Who was Joseph Bondi? His suits had grown more expensive as time passed. He had less hair. The rest was speculation. She must have imagined the Yiddish she’d seen written on the back of his card a month ago. She picked up one of the cards and walked outside to a phone booth to place the call.
THE AGE OF REASON
1
THE phone was answered by a woman who knew who Judit was, and didn’t seem surprised to hear from her. “He can see you tomorrow afternoon.”
“No. Today,” Judit said.
“He’s out of the office, but I’ll page him,” the woman said. Who was she to Bondi? Did she work a switchboard? Was there a location? The call could have been answered anywhere in Dresden, or in another city altogether.
“Tell him,” Judit said, “that I’m prepared to cooperate completely. I’ll be outside.”
She put the phone back on the hook and turned around. She half-expected Bondi to be standing behind her, looking through the glass of the phone booth with that intensity and seriousness that might have a second meaning. But he wasn’t there. She didn’t know what to do with herself. She walked back to the dormitory entrance. A cold rain started falling. The air was raw, and she was trapped with no umbrella. She felt in her coat pocket. What if Charlotte had cleaned out the contents? No, it was there, that note from last October, wadded up, almost impossible to unfold. She should have handed it to Bondi the day she’d gotten it, but she had refused to let herself be used by him, so instead she had been used by everybody else.
The rain turned to sleet as she reviewed those meetings with him, from the night he’d stood in the apartment doorway in that hat until the recent afternoon when he’d taken her pulse with such terrible intimacy, to their last awkward encounter. He would assume she’d read what he had written on the back of his card and had dismissed it. He wouldn’t show up. Not now.

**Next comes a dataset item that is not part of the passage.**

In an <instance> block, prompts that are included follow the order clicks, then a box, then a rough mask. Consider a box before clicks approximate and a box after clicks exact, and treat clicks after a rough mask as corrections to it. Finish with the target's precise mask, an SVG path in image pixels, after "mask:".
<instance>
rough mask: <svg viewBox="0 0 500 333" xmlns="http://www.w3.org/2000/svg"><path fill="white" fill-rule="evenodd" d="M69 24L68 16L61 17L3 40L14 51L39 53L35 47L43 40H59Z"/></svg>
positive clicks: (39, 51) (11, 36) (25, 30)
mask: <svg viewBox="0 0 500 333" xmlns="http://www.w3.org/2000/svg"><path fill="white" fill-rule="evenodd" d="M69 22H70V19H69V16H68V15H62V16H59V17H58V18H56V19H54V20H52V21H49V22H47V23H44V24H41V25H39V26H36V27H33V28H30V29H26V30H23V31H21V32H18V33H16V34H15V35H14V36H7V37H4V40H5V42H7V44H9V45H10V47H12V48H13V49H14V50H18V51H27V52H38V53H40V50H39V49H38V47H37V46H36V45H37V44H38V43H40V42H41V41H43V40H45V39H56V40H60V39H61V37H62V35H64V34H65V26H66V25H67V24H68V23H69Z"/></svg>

Then, she saw a figure under an umbrella coming towards her, and her heart caught. She felt hot inside her clothes.
Bondi said, “There was no need to wait outside.”
“Take me somewhere,” Judit said.
He gestured her under the umbrella, and they walked in silence just long enough for Judit to be impressed by both his tact and the way his heavy coat gave off real heat. She didn’t ask where they were going. There were a number of office complexes straight ahead, sleek and colorless as the rain and sky. They walked against a raw wind that logically should have turned his umbrella inside out, but it held steady. After a while, he guided her down a few steps through a passageway, closed that umbrella, and unfastened the first two buttons of his coat.
“We should sit down,” he said. They were standing at the entrance of an employee cafeteria for an Austrian corporation. Lunch had ended hours before. A janitor ran an electric sweeper. Bondi led Judit to a round white table stained with coffee, and he pulled out a chair for her. Then he said, “There’s another place. A room. But it’s in Johannstadt. Closer to your museum. Some other time, if you’d prefer.”
“Is it warmer?” Judit asked.
“Yes,” said Bondi.
“Do I need to tell you what you already know?” It was impossible for Judit not to sound angry, even though she wasn’t sure that she was angry anymore. “That’s what happens next, isn’t it?”
“Mrs. Klemmer,” Bondi said, “what happens next?”